In Hamburg und Berlin als Vorreiter

Womöglich lässt sich der Gemeinderat tatsächlich umstimmen. Die Grundidee stammt vom Kölner Designer Paus Ketz. Populär wurde sie, nachdem der alternative Hamburger Limonadenhersteller Lemonaid, sie „in einer Guerillaaktion adaptiert hat“, wie Ketz sagt. Die Hamburger zersägten Getränkekisten, hängten sie mit Kabelbindern an Laternenmasten und fanden immer mehr Nachahmer, zunächst in Berlin. Dort wirbt die Initiative „Pfand gehört daneben“ für die einfachste Variante: Flaschen neben die Abfalleimer zu stellen.

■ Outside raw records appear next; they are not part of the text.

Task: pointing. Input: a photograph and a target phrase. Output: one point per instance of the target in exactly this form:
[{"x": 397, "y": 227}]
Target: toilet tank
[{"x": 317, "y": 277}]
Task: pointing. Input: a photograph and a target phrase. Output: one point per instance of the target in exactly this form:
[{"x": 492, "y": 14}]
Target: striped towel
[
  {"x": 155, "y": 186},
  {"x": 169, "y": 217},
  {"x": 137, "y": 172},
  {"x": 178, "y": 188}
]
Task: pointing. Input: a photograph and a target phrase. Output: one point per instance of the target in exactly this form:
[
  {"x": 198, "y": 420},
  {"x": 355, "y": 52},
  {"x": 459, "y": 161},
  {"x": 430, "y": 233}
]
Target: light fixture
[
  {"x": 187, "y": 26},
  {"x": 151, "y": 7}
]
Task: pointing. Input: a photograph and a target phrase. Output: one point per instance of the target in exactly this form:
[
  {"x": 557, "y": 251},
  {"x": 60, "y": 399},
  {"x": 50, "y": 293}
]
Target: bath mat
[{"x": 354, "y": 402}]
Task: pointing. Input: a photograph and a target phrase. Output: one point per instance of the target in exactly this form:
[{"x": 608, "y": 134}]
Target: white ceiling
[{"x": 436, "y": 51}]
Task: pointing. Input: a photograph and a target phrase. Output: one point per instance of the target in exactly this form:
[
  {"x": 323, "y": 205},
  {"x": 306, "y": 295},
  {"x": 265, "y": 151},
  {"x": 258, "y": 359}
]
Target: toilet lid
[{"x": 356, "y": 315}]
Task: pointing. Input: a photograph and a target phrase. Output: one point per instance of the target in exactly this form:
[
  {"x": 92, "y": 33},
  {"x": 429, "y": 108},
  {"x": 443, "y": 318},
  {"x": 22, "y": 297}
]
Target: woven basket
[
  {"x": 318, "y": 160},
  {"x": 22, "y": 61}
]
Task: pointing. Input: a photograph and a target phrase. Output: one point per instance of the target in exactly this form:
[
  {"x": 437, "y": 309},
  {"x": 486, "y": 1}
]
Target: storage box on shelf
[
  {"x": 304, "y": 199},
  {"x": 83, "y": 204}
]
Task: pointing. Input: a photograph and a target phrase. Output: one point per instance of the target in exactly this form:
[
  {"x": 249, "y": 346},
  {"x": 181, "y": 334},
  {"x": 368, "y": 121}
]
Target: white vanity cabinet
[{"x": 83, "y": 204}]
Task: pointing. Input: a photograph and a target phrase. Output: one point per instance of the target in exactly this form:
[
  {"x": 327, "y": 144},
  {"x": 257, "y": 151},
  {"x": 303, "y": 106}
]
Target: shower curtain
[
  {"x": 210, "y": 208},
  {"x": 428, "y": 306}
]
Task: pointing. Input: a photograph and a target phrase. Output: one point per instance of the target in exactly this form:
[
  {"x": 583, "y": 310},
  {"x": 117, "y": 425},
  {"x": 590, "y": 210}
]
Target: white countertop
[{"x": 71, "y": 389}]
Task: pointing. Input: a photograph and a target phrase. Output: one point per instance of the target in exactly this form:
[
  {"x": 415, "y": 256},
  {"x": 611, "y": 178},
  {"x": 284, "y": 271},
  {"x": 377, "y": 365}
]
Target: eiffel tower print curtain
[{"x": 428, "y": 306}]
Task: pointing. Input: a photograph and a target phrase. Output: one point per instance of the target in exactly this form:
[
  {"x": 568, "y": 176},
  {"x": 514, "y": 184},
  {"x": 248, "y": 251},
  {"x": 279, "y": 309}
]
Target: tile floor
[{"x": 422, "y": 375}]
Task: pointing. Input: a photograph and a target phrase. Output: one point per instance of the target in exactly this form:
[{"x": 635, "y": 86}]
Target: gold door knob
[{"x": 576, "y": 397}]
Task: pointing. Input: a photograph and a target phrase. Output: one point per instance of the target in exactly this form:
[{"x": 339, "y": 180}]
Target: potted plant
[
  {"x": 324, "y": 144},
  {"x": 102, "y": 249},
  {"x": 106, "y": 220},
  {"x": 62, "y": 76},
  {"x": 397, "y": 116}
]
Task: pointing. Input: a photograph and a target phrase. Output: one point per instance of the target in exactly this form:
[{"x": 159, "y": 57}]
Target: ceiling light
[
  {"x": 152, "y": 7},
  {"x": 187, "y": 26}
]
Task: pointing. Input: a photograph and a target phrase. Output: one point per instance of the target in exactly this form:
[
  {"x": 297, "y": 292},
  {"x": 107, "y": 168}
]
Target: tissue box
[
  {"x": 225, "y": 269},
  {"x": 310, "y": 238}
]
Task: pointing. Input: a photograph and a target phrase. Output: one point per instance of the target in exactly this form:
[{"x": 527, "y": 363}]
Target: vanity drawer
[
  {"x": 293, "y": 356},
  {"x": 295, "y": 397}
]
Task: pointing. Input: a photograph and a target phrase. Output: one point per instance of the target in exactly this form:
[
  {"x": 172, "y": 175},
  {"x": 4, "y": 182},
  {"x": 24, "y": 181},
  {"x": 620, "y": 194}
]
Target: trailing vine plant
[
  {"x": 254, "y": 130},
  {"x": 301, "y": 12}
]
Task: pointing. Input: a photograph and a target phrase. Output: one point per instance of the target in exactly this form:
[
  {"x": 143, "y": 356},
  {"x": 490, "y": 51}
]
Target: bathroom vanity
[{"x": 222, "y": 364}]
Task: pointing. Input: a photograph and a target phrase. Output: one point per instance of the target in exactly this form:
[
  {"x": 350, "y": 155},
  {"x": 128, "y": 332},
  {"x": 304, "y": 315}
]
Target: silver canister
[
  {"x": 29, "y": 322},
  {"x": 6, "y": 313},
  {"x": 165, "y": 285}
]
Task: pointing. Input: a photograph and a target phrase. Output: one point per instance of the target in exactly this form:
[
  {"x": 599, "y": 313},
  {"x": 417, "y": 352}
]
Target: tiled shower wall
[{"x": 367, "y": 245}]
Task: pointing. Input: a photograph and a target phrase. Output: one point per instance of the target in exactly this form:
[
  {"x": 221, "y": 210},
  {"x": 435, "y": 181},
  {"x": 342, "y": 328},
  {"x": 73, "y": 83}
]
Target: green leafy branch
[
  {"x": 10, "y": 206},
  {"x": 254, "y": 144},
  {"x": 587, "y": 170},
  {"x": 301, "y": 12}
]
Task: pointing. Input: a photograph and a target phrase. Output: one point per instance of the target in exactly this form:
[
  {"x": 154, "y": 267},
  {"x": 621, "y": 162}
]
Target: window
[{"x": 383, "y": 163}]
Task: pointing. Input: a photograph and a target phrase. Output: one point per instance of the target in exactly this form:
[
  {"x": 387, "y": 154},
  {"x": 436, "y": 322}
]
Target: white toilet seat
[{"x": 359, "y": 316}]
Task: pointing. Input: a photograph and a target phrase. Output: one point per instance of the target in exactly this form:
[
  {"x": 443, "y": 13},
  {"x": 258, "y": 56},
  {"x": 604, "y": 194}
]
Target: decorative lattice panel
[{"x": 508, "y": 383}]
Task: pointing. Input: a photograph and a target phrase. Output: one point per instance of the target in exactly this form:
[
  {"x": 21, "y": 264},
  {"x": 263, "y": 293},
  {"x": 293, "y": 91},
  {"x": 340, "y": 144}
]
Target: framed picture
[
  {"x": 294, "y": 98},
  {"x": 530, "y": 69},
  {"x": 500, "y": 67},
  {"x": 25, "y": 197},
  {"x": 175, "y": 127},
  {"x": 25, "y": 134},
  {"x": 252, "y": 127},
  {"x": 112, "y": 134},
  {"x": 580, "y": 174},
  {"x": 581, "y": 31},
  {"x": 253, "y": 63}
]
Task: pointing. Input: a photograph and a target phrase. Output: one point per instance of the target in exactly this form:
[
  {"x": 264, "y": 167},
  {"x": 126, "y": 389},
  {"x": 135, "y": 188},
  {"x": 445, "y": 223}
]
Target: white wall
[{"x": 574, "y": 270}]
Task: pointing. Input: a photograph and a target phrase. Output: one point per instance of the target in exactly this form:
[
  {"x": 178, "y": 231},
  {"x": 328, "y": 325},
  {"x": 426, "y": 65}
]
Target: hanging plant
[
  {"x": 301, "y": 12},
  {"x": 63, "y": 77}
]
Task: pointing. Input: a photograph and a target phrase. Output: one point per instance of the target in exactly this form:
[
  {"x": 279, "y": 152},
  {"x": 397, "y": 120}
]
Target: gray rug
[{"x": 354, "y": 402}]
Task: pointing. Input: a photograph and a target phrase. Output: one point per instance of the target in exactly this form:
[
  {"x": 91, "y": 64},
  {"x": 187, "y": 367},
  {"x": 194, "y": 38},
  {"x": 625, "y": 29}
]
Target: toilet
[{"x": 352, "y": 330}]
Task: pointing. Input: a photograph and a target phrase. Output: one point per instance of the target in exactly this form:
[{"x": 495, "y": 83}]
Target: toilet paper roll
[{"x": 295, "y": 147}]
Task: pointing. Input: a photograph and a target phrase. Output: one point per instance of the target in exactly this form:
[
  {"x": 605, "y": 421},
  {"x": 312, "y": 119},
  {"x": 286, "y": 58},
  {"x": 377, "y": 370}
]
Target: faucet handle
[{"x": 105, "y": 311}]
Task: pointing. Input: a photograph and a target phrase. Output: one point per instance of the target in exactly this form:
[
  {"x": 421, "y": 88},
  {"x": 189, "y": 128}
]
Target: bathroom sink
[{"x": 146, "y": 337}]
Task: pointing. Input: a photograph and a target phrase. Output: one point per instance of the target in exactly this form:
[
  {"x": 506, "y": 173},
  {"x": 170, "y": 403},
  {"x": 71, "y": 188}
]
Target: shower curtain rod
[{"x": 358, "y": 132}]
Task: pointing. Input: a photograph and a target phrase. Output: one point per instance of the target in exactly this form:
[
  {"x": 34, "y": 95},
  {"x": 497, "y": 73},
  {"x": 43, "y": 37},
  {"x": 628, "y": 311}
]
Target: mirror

Design trifft auf Abfalleimer

Aber so selbstverständlich, wie in einer dreidimensionalen Welt Stuttgart niemals Hamburg sein kann, ist im hiesigen Rathaus undenkbar, handgesägte Zusatz-Müllkübel zu erlauben. Die müssen allerdings nicht mehr abgelehnt werden. Ketz, gerade 26 Jahre alt, hat einen Pfandring erdacht, der genau das ist, was der Begriff aussagt: Ein metallener Ring mit Öffnungen in Flaschengröße, der um die Abfallbehälter gelegt wird. Es scheint, als hätte Ketz damit den ersten Treffer seines jungen Designerlebens erzielt. Das Presseecho ist ein bundesweites, bemerkenswert und einhellig lobend.

Viele Städte haben den neuen Behälter bestellt

Das bliebe nicht ohne Wirkung. Jene amtliche Umfrage unter Städten dürfte inzwischen ein anderes Ergebnis haben als vor zwei Jahren. Bamberg, Köln, Magdeburg, Bielefeld und Karlsruhe haben bei Ketz bestellt. Sindelfingen und Hameln wollen ebenfalls Ringe um ihre Mülleimer stülpen. Womit sich alsbald zumindest ein Argument gegen die Idee der zusätzlichen Pfandflaschenbehälter erledigen wird: zu teuer. Weil der Designer seine Pfandringe selbst fertigt, verlangt er bisher rund 350 Euro für ein Einzelstück. Aber schon bei einer Bestellung ab zehn Stück mindert er den Preis auf ein Drittel. Ohnehin „möchte ich lediglich meine Kosten und den Arbeitsaufwand mit dem Preis decken“, sagt er, „das Projekt ist mir eine Herzensangelegenheit“.